- Battle of Migdol (601 BC): Part of the Egyptian–Babylonian wars
| Date | c. 601 BC |
| Location | Migdol |
| Result | Egyptian Victory Egypt captures Gaza; |

Belligerents
- Egypt: Babylonia

Commanders and leaders
- Necho II: Nebuchadnezzar II

Casualties and losses
- Large: Large

= Battle of Migdol (601 BC) =

Ancient battle in the near east

The Battle of Migdol (601 BC) took place near the eastern border of Egypt between the Babylonians led by Nebuchadnezzar II and the Egyptians led by Necho II.

== Background ==
In the late years of the 7th century BC, the Neo-Babylonians had expanded into Syria-Palestine after driving the Egyptians out of the region.
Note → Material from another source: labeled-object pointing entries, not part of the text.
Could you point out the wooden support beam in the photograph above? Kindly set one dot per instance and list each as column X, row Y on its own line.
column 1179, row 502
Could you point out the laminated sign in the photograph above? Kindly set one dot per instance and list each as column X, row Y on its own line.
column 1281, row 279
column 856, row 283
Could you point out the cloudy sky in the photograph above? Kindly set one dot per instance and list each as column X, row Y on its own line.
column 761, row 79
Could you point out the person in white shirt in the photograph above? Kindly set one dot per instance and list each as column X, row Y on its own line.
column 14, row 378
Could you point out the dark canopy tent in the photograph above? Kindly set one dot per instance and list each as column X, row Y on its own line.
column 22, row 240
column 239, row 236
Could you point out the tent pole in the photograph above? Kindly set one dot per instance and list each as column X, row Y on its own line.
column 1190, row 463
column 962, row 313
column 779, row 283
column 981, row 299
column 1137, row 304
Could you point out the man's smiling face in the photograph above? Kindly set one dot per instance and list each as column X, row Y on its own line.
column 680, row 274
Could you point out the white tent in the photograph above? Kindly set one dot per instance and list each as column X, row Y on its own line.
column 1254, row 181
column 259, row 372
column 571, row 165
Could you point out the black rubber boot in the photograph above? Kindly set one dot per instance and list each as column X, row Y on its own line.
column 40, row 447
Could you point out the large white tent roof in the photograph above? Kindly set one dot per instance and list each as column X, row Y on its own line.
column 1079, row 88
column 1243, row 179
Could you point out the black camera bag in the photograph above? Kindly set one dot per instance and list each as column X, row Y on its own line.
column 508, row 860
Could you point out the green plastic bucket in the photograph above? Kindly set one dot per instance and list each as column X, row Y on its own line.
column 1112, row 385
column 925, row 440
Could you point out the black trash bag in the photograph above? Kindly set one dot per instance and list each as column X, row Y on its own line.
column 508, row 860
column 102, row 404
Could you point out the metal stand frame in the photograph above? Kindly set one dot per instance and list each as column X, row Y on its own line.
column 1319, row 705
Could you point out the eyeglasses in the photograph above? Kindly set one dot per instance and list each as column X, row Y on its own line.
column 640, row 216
Yet, there was still Egyptian influence in the Southern Levant area close to Egypt. Therefore, a Babylonian campaign against Egypt itself was needed to end Egyptian intervention and strengthen Babylonian control in the Southern Levant and to invade Egypt itself.

== Battle ==
The battle took place in the last days of 601 BC. Nebuchadnezzar advanced into the sinai to invade Egypt and was met by Necho and his forces. a fierce battle broke out near the fortress of Migdol where both sides had many casualties. the Babylonians withdrew and were pursued by Necho who captured Gaza. Nebuchadnezzar stayed home the next year to rebuild his forces.